Heute mal ganz „Old-School“.
Unterwegs mit dem Balgen. Durch den langen Auszug lassen sich auch extreme Makrobereiche erschließen. Allerdings hat dies einen großen Nachteil: Der Lichtverlust ist extrem. Eure Kamera sollte also hohe ISO Zahlen vertragen.

Makrofotografie mit dem Balgengerät

Der Balgen ist eigentlich ein Relikt aus der analogen Fotografie und diente dazu den Nahbereich eines Objektives durch den Auszug des Balgens zu erweitern. Da die meisten Objektive nicht für den Nahbereich gerechnet waren, gab es verschiedene Makroköpfe zum Beispiel von Novoflex. Diese findet man immer noch ab und zu bei Ebay für um die 100 Euro (z.B. das 4,0/105mm). In Verbindung mit dem passenden Balgen (Auf Bajonettanschluss achten!) lassen sich so im Extremstfall Abbildungsmaßstäbe von bis zu 8:1 bei vollem Auszug erzielen. Das heißt also eine achtfache höhere Vergößerung im Vergleich zu den „normalen“ Makroobjektiven auf dem Markt, die in der Regel „nur“ 1:1 schaffen.
Allerdings haben Balgen einen großen Nachteil, je weiter der Auszug, desto weniger Licht kommt am Sensor an. Es gibt bestimmt Seiten im Internet die das in Blenden ausrechnen können, ich kann nur aus der Praxis berichten. Ein voll ausgezogener Balgen schluckt extrem viel Licht und Aufnahmen ohne Blitz mit reinem Tageslicht sind nicht mehr möglich. Dazu kommt noch, dass das Sucherbild sich bei Spiegelreflexkameras extrem verdunkelt und ein Scharfstellen sehr schwierig macht. Durch den extremen Vergrößerungsfaktor bei ausgezogenem Balgen wird das Bild durch die längeren Verschlußzeiten schon nur allein durch das Auslösen der Kamera (Tippen auf den Auslöser) garantiert verwackelt. Von daher sollte man immer einen Fernauslöser (Kabel oder per HandyApp) zum Auslösen benutzen.
Um den Lichtverlust auszugleichen helfen spezielle Makroblitzsysteme, wie zum Beispiel das von Novoflex. Dieses aus mindestens zwei Blitzgeräten bestehendes System wirft eine Art Zangenlicht auf das Objekt (siehe nachfolgende Bilder). Die extrem schnelle Abbrennzeiten der Blitze von 1/15.000S oder kürzer sorgen mit etwas Erfahrung für scharfe und gut ausgeleuchtete Bilder. Aber auch mit den vielen anderen erhältlichen Blitzen und einem entsprechenden Blitzhaltesystem für die Makrofotografie lassen sich schon schnelle Blitzzeiten erzielen. Einfach mal bei Novoflex auf die Seite schauen.

 

Ist ein Balgen heutzutage eigentlich noch zeitgerecht?

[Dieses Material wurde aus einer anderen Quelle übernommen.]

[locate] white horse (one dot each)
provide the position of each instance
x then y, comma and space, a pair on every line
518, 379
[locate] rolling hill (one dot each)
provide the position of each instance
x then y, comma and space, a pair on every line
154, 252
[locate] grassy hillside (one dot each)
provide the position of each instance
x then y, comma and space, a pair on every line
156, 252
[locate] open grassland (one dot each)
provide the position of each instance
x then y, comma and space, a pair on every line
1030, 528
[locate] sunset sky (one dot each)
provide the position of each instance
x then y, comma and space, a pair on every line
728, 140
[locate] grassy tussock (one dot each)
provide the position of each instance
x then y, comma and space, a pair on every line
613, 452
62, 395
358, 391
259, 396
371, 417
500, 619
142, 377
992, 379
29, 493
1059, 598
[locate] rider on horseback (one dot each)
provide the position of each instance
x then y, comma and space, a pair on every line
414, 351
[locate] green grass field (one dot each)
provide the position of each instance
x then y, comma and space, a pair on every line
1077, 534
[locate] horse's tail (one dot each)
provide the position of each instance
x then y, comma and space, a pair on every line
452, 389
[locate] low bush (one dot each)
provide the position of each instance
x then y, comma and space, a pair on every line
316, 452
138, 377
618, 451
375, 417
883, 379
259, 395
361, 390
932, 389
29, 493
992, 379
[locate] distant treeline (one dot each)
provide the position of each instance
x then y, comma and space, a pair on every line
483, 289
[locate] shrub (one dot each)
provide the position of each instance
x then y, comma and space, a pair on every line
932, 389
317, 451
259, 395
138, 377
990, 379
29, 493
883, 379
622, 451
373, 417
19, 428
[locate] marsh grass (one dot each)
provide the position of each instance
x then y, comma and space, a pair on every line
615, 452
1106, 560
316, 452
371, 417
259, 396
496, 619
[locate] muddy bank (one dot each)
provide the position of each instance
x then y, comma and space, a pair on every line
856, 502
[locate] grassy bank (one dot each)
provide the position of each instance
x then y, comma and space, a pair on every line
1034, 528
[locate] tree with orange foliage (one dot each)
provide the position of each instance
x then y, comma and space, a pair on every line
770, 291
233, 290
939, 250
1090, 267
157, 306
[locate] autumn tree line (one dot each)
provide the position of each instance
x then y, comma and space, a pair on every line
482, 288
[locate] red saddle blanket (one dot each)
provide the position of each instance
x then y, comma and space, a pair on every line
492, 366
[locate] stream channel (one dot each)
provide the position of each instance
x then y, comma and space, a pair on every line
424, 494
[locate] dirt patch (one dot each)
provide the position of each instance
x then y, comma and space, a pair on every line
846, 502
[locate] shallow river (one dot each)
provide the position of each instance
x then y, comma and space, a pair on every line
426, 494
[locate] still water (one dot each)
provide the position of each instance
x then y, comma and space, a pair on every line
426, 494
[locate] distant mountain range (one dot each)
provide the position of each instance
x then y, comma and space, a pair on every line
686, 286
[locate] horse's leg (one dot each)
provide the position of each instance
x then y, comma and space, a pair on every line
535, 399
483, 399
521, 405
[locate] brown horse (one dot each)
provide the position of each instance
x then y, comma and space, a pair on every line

Eine schwierige Frage: Eigentlich nicht. Aber………
Grundsätzlich ist ein Balgen eine kostengünstige Alternative zu teuren Makro- oder Lupenobjektiven, die es einem ermöglichen in die Makrowelt hinein zu schnuppern und zusätzlich noch extreme Abbildungsmaßstäbe zu erzielen. Die Qualität der Aufnahmen hängt sehr vom gewähltem Objektiv ab. Wie schon erwähnt sollte es ein speziell für den Nahbereich entwickelter Makrokopf sein. Aber auch mit allen anderen Objektiven lassen sich passable Aufnahmen erstellen. Wichtig ist nur, dass das Objektiv manuell abgeblendet werden kann, denn eine elektronische Übertragung der Blende an das Objektiv findet bei den älteren, günstigen Balgensystemen nicht statt und die Blende und Verschlusszeit  muss per Hand eingestellt werden.
Ein weiterer Nachteil ist, dass die Objektive oft nicht für die hochauflösenden Sensoren (Größer 25 MP) der heutigen Kameras gerechnet sind. Man sollte also keine Wunder erwarten was die Qualität angeht. Jedoch sind die Bilder absolut vorzeigbar (siehe auch Bilder weiter unten).

Einen Balgen mit M42 Anschluß bekommt man schon für um die 50 Euro, ein passendes Objektiv wie z.B. ein 2,8/135mm auch für ca. 50 Euro. Dazu kommt dann noch ein M42 Adapter für das eigene Kamerabajonett (ca. 15 Euro) und man kann bereits für etwas über 100 Euro loslegen und den Makrobereich erkunden. Wer mehr möchte sollte sich dann über Makroblitzsysteme und Makroköpfe Gedanken machen oder sich gleich ein gutes Makroobjektiv kaufen.
Vergleich Balgen und Makroobjektiv

Ein nicht gerade fairer Vergleich, denn die Balgentechnik hinkt mit Sicherheit der aktuellen Fototechnik weit hinterher und heutzutage können viele Kameras „Fokus Stacking“ und ähnliche Dinge. Ein älteres Makroobjektiv mit ca. 100mm Brennweite und Autofokus bekommt man bereits ab 200 Euro. Aber auch hier sollte man keine Wunder erwarten, da die älteren Objektive ebenfalls nicht für die modernen, hochauflösende Sensoren gerechnet wurden. Ein aktuelleres Sigma 150mm kostet dann auch gleich ab 400 Euro (gebraucht) oder ein Canon 100 mm mit IS um die 500 Euro und so weiter. Die Aufnahmen sind dann aber auch gestochen scharf (wenn man alles richtig gemacht hat 🙂 ).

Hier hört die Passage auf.